Click again, and your instances are launched, as easy as that. The Instances pane opens, displaying a table showing each instance's status (starting, running, and so on).
The AWS Console also manages Amazon EBS (Elastic Block Storage) volumes. EBS is a relatively recent addition to the AWS family of services. Implemented in S3, an EBS volume is a persistent virtual disk drive that can be attached to a running AMI instance. EBS volume sizes can range from 1GB to 1TB, and the AWS console navigation pane's Volumes selection leads you to a page where volumes can be created, attached to instances, detached from instances, or deleted.
You conjure a volume by selecting the Create Volume button on the toolbar.
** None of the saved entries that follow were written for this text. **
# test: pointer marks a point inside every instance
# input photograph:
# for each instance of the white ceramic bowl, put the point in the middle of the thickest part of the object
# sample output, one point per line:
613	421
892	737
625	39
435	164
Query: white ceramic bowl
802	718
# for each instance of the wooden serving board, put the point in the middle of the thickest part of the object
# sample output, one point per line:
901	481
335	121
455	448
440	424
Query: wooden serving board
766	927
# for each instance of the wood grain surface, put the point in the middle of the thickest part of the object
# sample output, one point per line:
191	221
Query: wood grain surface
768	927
Choose its size, availability zone, and whether you want a snapshot associated with it. A snapshot is an instant-in-time copy of the volume. It can serve as a backup copy of the volume, or you can use it as a mechanism for duplicating EBS volumes so that multiple, separate AMI instances can access (at least, initially) identical virtual drives.
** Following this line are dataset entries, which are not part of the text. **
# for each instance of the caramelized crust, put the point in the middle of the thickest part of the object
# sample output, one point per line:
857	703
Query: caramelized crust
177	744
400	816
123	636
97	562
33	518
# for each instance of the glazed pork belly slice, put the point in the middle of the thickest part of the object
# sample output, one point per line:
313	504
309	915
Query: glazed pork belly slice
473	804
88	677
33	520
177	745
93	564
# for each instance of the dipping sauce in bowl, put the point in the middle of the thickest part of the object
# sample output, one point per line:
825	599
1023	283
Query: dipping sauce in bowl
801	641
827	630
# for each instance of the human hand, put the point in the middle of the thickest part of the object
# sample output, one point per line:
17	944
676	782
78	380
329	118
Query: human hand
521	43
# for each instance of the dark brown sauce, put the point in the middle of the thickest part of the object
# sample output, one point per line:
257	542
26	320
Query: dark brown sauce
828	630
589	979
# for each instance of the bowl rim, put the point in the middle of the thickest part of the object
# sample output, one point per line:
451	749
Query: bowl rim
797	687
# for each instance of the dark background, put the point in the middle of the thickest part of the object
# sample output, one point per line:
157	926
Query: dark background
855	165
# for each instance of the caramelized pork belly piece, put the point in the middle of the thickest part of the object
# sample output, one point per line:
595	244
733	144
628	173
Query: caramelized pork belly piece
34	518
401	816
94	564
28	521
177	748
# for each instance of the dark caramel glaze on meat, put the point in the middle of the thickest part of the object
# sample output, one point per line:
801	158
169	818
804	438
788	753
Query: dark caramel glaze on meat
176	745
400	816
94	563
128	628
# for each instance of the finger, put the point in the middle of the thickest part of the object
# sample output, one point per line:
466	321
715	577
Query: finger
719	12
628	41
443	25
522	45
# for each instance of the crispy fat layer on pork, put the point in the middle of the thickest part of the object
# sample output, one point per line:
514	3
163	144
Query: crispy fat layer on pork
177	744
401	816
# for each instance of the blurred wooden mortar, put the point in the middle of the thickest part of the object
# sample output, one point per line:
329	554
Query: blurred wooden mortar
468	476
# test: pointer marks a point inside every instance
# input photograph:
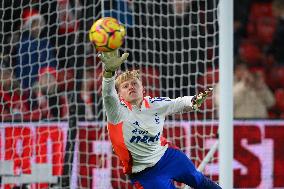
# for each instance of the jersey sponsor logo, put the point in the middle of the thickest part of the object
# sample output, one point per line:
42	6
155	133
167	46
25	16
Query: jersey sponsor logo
141	136
159	99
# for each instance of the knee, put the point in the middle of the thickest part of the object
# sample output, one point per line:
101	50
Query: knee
206	183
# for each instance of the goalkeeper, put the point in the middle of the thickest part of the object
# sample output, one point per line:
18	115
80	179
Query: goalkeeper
135	125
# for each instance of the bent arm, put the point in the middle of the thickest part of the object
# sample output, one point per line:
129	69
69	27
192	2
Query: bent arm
111	101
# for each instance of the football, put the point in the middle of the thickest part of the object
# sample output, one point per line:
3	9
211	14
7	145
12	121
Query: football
107	34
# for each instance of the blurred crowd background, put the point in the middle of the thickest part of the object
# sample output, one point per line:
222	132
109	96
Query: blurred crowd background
46	56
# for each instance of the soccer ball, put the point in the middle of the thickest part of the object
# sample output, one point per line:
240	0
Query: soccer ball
107	34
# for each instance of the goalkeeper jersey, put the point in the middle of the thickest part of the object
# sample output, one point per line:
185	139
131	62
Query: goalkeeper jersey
136	133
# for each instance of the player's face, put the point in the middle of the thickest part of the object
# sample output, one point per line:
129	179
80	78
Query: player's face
131	91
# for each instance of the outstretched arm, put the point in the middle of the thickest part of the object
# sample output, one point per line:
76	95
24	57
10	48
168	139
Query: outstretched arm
112	62
184	104
198	100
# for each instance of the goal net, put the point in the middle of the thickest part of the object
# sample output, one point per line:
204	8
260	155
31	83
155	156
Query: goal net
53	127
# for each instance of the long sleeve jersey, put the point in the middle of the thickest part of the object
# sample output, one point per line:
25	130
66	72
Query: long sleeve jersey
136	132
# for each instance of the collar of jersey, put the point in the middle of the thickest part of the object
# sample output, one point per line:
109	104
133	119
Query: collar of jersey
145	104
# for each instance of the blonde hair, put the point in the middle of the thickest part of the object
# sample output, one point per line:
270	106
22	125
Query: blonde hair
124	76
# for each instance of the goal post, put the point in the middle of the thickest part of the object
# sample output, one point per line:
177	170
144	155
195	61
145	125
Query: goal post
226	94
53	131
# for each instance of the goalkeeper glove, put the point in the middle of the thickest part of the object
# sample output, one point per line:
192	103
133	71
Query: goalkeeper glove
197	100
112	60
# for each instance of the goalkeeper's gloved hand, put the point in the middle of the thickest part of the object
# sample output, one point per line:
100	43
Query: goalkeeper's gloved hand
197	100
112	60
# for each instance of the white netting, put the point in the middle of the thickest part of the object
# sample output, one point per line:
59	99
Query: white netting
50	87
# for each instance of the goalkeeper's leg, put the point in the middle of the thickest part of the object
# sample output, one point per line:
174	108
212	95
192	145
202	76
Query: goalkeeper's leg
186	172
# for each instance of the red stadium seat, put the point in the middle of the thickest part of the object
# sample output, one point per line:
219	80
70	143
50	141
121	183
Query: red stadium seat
279	96
261	24
259	10
250	53
275	77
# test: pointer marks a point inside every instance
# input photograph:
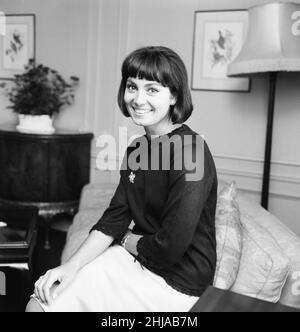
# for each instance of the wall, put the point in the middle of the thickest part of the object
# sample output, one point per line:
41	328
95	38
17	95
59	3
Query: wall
98	34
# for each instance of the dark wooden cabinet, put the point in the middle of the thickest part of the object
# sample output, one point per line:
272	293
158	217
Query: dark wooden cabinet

Once an EBS volume is created, its status switches to Available. From the AWS Console, you select a running instance to attach the volume to, and the Console will indicate which drive letter (Windows) or disk device (Linux) the attached volume will map to. You must log in to the running instance to mount and format the volume, which is probably the most complicated step in the whole process. From that point on, the EBS volume behaves just as any attached disk drive would. There's not much to describe, because it's just that simple.
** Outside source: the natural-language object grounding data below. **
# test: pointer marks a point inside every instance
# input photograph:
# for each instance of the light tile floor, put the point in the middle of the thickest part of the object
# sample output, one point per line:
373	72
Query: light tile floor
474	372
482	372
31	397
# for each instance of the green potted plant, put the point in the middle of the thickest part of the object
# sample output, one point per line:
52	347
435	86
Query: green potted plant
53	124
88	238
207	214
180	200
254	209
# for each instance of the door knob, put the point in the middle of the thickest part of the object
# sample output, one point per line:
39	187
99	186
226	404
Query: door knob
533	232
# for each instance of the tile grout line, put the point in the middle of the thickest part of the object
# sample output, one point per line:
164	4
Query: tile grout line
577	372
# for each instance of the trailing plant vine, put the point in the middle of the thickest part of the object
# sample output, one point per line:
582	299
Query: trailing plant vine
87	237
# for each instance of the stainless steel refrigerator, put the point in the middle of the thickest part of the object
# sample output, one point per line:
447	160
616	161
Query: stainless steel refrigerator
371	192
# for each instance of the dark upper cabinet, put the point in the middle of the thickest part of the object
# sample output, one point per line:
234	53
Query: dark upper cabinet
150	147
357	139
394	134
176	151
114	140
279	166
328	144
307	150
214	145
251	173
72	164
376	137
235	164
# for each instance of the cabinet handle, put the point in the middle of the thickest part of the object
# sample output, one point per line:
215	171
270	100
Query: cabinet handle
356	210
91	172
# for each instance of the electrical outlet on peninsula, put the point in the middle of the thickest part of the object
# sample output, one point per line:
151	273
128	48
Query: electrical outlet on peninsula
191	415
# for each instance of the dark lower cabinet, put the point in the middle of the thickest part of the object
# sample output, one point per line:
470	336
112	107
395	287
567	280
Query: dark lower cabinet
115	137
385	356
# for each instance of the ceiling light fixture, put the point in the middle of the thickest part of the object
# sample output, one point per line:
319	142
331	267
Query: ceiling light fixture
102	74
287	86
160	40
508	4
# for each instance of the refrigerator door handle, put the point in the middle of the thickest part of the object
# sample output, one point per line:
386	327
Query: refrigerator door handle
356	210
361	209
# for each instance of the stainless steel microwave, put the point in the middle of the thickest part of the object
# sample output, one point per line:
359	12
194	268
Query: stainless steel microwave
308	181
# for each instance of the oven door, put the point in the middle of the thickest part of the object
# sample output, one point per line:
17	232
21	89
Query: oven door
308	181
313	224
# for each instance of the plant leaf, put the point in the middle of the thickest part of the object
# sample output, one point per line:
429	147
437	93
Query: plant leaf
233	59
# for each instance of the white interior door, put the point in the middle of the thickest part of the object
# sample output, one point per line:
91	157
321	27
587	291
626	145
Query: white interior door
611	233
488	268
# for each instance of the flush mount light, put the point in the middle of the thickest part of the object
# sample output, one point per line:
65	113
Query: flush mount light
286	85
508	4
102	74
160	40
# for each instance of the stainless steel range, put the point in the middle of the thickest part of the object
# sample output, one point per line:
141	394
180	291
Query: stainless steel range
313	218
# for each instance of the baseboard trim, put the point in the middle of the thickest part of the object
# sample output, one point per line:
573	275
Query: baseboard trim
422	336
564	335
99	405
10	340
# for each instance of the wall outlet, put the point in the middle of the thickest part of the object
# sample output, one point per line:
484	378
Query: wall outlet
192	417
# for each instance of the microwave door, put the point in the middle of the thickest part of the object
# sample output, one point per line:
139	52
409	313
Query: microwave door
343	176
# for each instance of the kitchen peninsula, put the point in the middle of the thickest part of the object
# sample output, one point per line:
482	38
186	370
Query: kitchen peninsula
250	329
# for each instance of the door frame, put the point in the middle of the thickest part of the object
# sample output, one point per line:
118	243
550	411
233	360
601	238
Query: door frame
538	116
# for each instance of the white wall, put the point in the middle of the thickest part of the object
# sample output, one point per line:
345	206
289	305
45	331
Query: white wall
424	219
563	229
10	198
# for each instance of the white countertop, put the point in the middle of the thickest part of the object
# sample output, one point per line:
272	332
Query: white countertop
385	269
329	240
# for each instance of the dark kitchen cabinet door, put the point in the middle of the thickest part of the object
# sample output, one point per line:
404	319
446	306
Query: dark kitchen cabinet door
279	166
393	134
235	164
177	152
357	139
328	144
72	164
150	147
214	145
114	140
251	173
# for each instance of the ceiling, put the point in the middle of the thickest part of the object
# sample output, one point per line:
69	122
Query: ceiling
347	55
Amazon plans to extend the console beyond management of AMIs and EBS volumes. Future versions of the console should provide controls for other cloud-based services: the ability to create, delete, read, and write S3 buckets and objects; queries into simpleDB; management of Simple Queue Service (SQS) queues; and other facilities.
I found the AWS Console as facile as Elastic Fox. Both are equally capable, and selecting one over the other is largely a matter of personal taste (and choice of browser). Selecting the Console over the command-line tools is a no-brainer, and this illuminates the significance of the AWS Console: It supersimplifies entry into EC2 computing. Further, it provides 90 percent of what you need for deploying cloud machines. Once you have an AMI instance configured and running, much of your interaction is with facilities on the instance itself. All you need is a console that maintains an inventory of your AMIs, and that makes it easy to deploy them. You can take it from there.